Frequentò il liceo classico a Roma e poi si iscrisse alla facoltà di giurisprudenza dell'Università degli Studi di Roma "La Sapienza", laureandosi nel 1910. Nel 1908 sposò Nicoletta Prinetti Castelletti, figlia del conte Guglielmo Prinetti Castelletti, ed ebbero quattro figli: Laura, Gregorio, Giulia e Alberico.[1]
Nel 1919 si candidò nelle file del Partito Popolare Italiano venendo eletto alla Camera dei deputati nella XXV legislatura. Fu rieletto anche nella XXVI e nella XXVII legislatura. Durante i suoi mandati si concentrò principalmente su tematiche riguardanti l'agricoltura, l'istruzione, il trasporto pubblico e la tutela dei veterani e delle loro famiglie. Si mise in luce per aver votato la fiducia al governo Facta II, in contrapposizione con la linea adottata dai popolari, affermando che Facta "non era riuscito a sopprimere il fascismo non per debolezza propria, ma perché non era stato sostenuto adeguatamente dalla maggioranza parlamentare".[2]
«Il fascismo è una santa e gloriosa milizia e noi che abbiamo l'onore e la ventura di fare parte di essa dobbiamo considerarci come le sentinelle che il Comandante Supremo muove e dispone e che si incontrano e si salutano sulle linee più avanzate per darsi il cambio e le consegne»
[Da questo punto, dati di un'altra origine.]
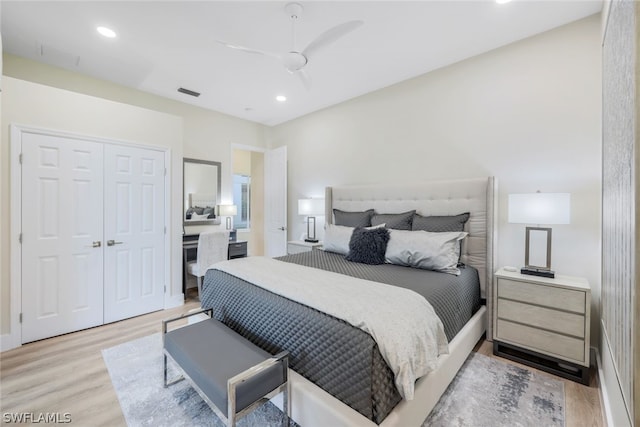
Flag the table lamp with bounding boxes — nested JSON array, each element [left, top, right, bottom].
[[298, 199, 324, 243]]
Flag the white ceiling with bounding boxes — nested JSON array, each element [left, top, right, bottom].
[[1, 0, 602, 125]]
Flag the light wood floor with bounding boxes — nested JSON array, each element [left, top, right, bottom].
[[0, 299, 604, 427]]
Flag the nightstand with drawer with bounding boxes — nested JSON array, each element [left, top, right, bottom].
[[229, 240, 247, 259], [287, 240, 322, 255], [493, 269, 591, 384]]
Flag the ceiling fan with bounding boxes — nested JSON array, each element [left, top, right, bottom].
[[216, 3, 364, 90]]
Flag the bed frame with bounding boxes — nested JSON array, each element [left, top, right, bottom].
[[274, 177, 497, 427]]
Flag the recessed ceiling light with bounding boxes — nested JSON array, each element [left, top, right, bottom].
[[96, 27, 116, 39]]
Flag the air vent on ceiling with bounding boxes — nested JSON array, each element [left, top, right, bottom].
[[178, 87, 200, 98]]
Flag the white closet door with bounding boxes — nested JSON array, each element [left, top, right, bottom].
[[264, 147, 287, 257], [21, 133, 104, 343], [104, 144, 165, 323]]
(Francesco Boncompagni Ludovisi riferendosi al suo predecessore alla guida del governatorato di Roma, Ludovico Spada Veralli Potenziani)
Sotto il suo mandato di governatore furono portati a termine e inaugurate le due grandi arterie stradali iniziate dai suoi predecessori, ossia la via del Mare e la via dell'Impero, mentre nel 1930 si fece promotore della riforma tranviaria che stravolse l'intera rete automobilistica, filoviaria e tranviaria gestita dalla municipalizzata ATAG. Sempre durante il suo governatorato furono aperti il Museo napoleonico e il Parco urbano Pineta di Castel Fusano mentre nel centro storico si portò a compimento l'isolamento delle aree del Campidoglio e di Castel Sant'Angelo. Fu inoltre un ardito sostenitore della "soluzione patrizia" alla questione romana, contribuendo attivamente alla stipula dei Patti Lateranensi del 1929.[2]
Si dimise nel 1935, dopo sei anni di governo della città, e fu descritto dal suo successore, Giuseppe Bottai come: "Strumento fedele della grande opera di ricostruzione dell'Urbe disegnata dal Duce".[2] Poco tempo dopo ricevette anche il titolo onorifico di Ministro di Stato.[1]
Nel 1944 fu deferito all'Alta corte di giustizia per le sanzioni contro il fascismo, che ne dispose la decadenza dalla carica di senatore, revocata nel 1946 in seguito all'accoglimento del ricorso presentato da Boncompagni Ludovisi. Scelse in ogni caso di ritirarsi a vita privata e morì il 7 giugno 1955.[1]